Surprise resignation follows release of four Afghans last week, resettlement of six others to Uruguay

The State Department envoy responsible for negotiating prisoner transfers from the U.S. military prison at Guantánamo Bay, Cuba, is resigning, officials said on Monday, even as President Barack Obama promises a stepped-up push to close the facility.

The surprise announcement of Clifford Sloan’s departure followed a flurry of detainee repatriations and resettlements. Sloan assumed the post in July 2013, and the State Department said he was stepping down and returning to his Washington law practice.

Sloan forged agreements that led to the repatriation of four Afghans last weekend and the resettlement of six prisoners in Uruguay in mid-December, but both deals faced delays at the Pentagon, which must give final approval.

His resignation follows the release of a damning report by the Senate Select Committee on Intelligence on the CIA’s torture program. The report found that CIA practices around the world were flawed, brutal and ineffective and that the agency used Guantánamo as a "black site," where it hid prisoners from Congress and public view.

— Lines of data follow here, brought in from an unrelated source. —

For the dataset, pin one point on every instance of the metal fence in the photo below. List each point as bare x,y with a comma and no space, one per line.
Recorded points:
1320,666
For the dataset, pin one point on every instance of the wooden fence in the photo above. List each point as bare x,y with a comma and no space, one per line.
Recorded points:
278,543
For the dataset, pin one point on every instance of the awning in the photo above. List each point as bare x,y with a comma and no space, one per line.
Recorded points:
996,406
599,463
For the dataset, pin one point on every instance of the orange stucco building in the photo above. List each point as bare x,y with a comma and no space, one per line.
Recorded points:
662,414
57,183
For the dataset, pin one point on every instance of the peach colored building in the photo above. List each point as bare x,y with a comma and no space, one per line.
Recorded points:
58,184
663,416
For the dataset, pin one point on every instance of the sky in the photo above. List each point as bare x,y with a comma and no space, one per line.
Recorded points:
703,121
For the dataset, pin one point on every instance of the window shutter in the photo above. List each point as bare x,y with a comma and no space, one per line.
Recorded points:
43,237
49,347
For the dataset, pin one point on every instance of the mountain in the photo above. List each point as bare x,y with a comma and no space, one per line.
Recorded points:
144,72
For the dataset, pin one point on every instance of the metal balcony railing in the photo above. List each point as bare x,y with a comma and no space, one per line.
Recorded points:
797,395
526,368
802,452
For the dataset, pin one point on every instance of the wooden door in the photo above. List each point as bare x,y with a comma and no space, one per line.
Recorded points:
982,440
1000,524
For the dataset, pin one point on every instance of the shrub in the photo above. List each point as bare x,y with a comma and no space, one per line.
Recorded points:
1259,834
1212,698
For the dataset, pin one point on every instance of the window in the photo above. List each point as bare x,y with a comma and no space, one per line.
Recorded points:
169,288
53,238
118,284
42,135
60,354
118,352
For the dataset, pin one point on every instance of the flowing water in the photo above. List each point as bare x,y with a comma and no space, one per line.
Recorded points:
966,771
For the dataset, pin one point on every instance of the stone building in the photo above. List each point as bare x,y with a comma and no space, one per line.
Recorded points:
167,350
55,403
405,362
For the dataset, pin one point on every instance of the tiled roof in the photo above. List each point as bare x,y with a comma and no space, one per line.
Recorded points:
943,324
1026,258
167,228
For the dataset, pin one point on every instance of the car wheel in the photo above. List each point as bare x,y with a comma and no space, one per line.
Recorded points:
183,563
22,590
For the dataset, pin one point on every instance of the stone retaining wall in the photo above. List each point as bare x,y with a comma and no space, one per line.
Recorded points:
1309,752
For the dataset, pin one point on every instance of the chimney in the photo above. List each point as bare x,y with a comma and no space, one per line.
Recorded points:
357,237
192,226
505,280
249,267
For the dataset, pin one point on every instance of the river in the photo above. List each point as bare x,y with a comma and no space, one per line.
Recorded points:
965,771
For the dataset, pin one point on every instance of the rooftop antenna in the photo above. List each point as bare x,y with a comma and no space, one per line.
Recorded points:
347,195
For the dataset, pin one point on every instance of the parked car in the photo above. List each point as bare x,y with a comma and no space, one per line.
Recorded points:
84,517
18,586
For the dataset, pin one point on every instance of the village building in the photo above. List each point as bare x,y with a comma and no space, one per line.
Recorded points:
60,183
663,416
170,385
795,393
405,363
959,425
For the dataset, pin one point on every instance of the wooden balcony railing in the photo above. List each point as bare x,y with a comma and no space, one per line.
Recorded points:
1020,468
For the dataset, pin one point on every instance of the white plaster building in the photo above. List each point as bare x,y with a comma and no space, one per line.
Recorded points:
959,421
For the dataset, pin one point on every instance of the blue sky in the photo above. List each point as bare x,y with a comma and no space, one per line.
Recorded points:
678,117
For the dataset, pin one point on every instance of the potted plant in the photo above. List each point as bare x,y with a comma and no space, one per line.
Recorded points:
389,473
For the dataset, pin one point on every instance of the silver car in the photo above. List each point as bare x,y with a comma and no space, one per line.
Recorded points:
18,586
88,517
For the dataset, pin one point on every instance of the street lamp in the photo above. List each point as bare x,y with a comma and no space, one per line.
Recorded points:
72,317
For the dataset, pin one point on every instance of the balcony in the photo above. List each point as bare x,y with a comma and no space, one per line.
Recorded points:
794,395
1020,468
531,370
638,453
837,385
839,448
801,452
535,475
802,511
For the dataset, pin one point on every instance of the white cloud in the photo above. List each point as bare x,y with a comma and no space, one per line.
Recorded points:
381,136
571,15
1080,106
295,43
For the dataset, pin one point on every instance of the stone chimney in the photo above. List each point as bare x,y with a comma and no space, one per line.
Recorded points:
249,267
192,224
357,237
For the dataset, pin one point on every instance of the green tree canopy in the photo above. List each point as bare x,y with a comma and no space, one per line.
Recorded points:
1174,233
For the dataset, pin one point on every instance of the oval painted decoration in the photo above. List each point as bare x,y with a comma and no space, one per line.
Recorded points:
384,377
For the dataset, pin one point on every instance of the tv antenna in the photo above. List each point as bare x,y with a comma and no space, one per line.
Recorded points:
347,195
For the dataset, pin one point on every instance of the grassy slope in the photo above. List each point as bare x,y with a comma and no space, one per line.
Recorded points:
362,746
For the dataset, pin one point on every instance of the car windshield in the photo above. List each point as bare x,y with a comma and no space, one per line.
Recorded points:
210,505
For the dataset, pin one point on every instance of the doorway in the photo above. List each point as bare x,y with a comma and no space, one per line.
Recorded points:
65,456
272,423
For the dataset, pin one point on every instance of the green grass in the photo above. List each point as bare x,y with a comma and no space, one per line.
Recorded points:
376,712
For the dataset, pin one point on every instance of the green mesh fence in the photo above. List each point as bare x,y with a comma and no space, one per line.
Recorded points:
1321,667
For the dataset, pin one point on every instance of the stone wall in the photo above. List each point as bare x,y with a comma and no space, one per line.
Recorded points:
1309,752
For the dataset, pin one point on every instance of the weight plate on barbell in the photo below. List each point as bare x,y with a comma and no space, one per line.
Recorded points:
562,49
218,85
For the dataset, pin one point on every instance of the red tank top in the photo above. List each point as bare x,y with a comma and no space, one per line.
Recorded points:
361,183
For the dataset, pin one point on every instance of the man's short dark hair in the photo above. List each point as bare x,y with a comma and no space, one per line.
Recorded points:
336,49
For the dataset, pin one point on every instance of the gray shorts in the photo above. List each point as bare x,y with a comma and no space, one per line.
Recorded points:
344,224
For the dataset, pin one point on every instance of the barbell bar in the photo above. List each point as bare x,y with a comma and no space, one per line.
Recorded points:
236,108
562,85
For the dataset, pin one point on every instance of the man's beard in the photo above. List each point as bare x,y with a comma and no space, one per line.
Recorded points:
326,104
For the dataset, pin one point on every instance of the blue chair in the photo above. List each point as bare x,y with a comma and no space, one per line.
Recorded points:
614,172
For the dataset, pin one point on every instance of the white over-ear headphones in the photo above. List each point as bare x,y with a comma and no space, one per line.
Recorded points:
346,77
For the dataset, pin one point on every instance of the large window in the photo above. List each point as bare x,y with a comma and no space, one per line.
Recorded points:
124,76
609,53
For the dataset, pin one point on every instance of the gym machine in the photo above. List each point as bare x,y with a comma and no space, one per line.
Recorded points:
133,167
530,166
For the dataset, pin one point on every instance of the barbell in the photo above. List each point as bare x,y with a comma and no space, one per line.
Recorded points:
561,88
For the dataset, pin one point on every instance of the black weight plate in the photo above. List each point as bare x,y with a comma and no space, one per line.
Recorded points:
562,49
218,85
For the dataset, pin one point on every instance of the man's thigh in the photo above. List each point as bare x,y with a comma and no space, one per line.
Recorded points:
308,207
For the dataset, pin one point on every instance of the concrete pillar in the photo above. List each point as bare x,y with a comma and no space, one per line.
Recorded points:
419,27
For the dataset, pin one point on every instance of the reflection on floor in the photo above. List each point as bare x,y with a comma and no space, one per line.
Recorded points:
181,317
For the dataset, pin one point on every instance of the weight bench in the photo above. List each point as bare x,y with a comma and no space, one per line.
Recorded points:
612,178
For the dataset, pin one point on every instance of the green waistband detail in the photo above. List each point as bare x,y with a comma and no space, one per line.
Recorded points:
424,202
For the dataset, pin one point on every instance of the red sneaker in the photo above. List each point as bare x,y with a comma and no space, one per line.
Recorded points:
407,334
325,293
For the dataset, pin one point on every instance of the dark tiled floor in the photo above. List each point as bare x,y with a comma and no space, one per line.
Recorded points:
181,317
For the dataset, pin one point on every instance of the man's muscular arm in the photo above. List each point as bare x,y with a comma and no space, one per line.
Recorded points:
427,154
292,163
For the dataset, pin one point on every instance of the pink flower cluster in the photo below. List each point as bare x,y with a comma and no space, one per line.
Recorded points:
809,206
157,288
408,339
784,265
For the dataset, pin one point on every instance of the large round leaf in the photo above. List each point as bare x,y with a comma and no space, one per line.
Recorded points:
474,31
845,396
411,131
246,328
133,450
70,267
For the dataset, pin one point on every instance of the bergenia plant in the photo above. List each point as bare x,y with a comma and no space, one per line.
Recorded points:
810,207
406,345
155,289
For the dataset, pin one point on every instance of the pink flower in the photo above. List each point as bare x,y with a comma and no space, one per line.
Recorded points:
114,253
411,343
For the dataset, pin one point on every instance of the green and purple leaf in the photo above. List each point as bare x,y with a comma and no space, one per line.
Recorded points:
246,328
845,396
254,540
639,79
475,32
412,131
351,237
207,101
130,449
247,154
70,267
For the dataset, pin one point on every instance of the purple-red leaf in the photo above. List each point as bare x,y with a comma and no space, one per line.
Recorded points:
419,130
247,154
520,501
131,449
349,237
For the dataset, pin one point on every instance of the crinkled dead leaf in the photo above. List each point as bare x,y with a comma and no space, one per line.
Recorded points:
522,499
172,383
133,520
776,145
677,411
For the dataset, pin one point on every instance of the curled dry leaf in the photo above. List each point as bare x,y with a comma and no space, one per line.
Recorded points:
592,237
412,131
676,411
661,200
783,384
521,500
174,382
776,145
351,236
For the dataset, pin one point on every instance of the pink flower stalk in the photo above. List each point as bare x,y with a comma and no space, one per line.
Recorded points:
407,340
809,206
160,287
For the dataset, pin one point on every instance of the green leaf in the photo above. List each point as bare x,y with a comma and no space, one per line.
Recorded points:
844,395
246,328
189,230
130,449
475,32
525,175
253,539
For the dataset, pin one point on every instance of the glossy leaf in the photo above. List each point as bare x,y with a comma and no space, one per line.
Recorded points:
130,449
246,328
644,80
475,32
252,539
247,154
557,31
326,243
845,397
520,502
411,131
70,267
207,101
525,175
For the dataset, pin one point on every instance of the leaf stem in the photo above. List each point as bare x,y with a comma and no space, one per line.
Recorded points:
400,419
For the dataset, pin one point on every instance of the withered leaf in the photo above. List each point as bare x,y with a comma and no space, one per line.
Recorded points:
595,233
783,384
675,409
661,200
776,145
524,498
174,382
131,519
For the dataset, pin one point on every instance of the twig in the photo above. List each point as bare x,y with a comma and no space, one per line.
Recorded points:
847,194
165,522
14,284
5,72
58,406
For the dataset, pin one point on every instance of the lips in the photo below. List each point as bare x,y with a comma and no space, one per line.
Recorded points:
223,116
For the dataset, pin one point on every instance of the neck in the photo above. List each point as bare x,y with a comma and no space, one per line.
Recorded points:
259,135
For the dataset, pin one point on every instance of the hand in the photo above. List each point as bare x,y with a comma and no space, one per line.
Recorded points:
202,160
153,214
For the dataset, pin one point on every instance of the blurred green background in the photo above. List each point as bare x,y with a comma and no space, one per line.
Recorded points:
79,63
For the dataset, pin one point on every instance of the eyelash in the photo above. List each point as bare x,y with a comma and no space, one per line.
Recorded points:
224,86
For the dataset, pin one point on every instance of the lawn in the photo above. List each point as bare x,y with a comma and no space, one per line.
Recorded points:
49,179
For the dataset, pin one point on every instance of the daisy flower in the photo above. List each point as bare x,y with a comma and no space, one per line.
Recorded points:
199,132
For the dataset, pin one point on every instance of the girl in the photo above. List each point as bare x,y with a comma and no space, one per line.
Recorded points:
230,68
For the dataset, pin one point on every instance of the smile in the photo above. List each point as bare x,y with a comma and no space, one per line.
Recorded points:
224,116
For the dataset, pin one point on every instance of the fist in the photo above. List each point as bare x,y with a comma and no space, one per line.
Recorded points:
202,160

Guantánamo was opened by Obama's predecessor, George W. Bush, after the Sept. 11, 2001, attacks on the United States, to house individuals suspected of involvement with terrorism who were rounded up overseas. Most of the detainees have been held for a decade or more without being charged or tried.

Many of the inmates at Guantánamo, as well as in Abu Ghraib, the notorious prison run by the U.S. in Iraq, were probably innocent and had been taken into custody "without regard for whether they were truly enemy combatants, or in fact whether many of them were enemies at all," a former State Department official revealed in 2010.

Sixty-four prisoners at Guantánamo — including Shaker Aamer, a British citizen who was cleared for release more than seven years ago — have been cleared by an interagency review. But those working for their release have had difficulty identifying other countries that will accept them.

The number of detainees is down to 132, and several more are expected to be transferred out of Guantánamo by year-end. Sloan’s resignation, which takes effect Dec. 31, is not likely to affect transfers already in the pipeline. It is not clear whether his departure will affect future transfers.

“I’m going to be doing everything I can to close it,” Obama told CNN in an interview broadcast on Sunday, renewing a pledge he made when he took office nearly six years ago to shut the internationally condemned prison.

Keeping the prison open “continues to inspire jihadists” around the world and is “wildly expensive,” Obama said. But he faces significant obstacles, including a ban imposed by Congress on the transfer of prisoners to the U.S. mainland.

Differences over the pace of transfers, a senior U.S. official said, added to friction between outgoing Defense Secretary Chuck Hagel and Obama's inner circle, culminating in the defense secretary's resignation last month. 

Like Hagel, his replacement Ashton Carter is widely viewed as being more conservative than Obama on the pace of releasing prisoners from Guantánamo. Obama has not decided on a replacement for Sloan.